Matthew Miller, founder and CEO of Vibe-Coding UI platform BridgeMind, tested GLM-5.1 on some front-end design work such as designing a game, using his company’s benchmarks, He found the design work to be sleeker and more functional to the work GPT-5.4 produced.

To test the claims of GLM-5.1’s long-horizon capabilities, Povilas Korop, who heads the YouTube channel AI Coder Daily, set the LLM on a task to build a checklist application from a single prompt, using Laravel PHP editor.

GLM5.1 successfully completed the task, including testing, though it took about 20 minutes. Apparently, the LLM was not trained on React Flux and Livewire front-end frameworks, which slowed its roll somewhat.

In contrast, Claude Opus 4.6 was able to complete the job within six minutes, and delivered a more polished product. Korop also fed the GLM code into Opus for review, which found no major errors but did find areas where GLM could have optimized better.
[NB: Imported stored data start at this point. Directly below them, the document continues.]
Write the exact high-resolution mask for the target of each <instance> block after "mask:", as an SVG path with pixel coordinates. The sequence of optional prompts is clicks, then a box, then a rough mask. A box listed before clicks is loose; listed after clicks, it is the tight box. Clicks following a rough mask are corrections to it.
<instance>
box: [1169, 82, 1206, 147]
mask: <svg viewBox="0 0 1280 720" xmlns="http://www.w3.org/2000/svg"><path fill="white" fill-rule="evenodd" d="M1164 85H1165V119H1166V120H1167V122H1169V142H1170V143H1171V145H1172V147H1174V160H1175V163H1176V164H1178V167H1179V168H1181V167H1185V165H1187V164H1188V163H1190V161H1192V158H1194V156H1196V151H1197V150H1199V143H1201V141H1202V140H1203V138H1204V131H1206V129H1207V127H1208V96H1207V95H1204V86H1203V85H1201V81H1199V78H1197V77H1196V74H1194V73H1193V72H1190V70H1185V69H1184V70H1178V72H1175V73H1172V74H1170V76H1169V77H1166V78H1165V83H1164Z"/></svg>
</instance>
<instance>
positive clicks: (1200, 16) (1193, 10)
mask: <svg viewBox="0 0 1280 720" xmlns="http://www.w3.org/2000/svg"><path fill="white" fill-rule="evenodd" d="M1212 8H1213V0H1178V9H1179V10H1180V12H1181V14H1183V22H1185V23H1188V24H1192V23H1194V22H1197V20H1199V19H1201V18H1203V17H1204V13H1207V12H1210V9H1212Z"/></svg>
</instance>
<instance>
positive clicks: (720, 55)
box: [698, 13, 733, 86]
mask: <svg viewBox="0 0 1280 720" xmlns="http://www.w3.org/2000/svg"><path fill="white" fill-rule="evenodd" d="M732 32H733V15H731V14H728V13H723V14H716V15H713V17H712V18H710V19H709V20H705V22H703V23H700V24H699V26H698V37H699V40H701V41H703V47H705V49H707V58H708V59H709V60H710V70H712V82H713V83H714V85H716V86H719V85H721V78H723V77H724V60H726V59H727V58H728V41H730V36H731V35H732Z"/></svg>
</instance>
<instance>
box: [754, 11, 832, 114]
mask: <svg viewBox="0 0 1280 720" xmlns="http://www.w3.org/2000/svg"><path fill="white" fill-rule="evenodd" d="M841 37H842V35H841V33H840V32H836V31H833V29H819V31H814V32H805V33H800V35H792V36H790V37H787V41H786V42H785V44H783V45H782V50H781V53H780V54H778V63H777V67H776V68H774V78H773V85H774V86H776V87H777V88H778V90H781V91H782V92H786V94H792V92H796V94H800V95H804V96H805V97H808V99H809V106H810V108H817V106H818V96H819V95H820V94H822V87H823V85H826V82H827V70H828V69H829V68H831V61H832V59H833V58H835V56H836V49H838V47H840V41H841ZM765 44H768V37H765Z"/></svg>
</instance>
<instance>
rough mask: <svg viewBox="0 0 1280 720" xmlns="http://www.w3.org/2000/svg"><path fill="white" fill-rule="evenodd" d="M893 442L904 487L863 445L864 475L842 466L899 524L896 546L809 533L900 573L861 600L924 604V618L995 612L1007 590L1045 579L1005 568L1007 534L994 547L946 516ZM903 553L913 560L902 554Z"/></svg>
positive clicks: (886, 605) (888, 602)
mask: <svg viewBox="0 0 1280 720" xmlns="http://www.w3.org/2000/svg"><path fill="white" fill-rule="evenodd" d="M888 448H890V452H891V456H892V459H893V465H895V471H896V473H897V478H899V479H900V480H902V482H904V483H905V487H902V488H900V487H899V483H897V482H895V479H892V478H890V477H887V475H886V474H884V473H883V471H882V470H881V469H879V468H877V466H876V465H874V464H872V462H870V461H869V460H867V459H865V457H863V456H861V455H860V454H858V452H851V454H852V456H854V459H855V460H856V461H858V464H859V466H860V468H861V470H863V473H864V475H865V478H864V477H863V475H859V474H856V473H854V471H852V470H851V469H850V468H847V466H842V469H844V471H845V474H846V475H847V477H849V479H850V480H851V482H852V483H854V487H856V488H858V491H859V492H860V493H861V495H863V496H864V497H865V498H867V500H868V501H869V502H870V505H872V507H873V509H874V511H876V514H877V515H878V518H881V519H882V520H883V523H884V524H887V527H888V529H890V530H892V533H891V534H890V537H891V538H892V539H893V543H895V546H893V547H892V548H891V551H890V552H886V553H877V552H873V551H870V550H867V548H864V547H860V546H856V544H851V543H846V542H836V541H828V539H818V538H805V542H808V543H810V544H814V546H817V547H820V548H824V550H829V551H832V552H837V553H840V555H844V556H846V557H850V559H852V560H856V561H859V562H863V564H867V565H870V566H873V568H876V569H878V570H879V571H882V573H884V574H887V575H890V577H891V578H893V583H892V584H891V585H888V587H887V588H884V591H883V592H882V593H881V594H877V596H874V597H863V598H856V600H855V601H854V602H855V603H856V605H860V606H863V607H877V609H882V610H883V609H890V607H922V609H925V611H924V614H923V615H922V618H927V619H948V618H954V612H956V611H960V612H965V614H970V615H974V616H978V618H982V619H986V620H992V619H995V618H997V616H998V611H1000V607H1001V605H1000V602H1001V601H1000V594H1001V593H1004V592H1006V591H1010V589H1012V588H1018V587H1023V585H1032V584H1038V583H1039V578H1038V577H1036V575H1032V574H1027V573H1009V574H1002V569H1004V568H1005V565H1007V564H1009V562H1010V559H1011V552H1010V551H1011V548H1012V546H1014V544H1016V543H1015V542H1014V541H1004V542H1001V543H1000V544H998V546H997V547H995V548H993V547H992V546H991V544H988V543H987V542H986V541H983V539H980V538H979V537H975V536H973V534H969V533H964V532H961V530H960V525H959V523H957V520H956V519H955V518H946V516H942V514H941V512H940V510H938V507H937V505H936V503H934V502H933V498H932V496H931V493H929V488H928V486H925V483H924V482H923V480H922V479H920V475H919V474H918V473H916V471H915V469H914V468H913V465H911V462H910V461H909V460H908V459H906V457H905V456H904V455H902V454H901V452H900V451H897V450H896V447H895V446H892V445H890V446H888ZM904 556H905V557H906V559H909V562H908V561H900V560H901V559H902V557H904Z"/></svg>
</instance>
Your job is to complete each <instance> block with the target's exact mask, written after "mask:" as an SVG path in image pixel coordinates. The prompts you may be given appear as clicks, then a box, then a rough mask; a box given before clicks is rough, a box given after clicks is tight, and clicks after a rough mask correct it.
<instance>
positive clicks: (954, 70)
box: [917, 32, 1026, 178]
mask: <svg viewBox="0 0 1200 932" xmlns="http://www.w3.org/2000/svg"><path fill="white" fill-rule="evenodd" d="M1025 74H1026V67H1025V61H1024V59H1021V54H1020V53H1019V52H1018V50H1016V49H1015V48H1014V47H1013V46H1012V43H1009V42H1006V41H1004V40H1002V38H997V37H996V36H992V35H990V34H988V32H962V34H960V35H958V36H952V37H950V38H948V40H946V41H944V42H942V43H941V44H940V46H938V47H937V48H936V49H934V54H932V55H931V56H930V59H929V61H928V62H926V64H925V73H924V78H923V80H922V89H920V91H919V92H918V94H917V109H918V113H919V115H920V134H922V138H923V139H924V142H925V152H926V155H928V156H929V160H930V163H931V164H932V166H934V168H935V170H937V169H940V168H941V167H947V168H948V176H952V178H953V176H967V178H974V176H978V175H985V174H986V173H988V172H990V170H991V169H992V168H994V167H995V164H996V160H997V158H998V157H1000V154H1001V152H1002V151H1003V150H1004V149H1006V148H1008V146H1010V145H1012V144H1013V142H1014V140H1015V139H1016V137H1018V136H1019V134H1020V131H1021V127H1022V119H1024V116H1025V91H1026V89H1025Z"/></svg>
In Korop’s view, GLM-5.1 did deliver a “first draft” of the application, but was “slower” and had “some hiccups on the way.” Nonetheless, the test showed that the model “can run long tasks,” he said.

Korop ran the model through OpenRouter model aggregator and gateway. The task cost him US$2.15, he estimated.

Z.AI also hosts its version of the model as a subscription service, starting at $27 per quarter. Made the new model available on April 7.

BridgeMind’s Miller did notice a potential problem, however, in that the GLM-5.1 context window is limited to 200,000 tokens, which is, according to Miller, woefully insufficient for the long-running vibe coding work that GLM-5.1 model was built for.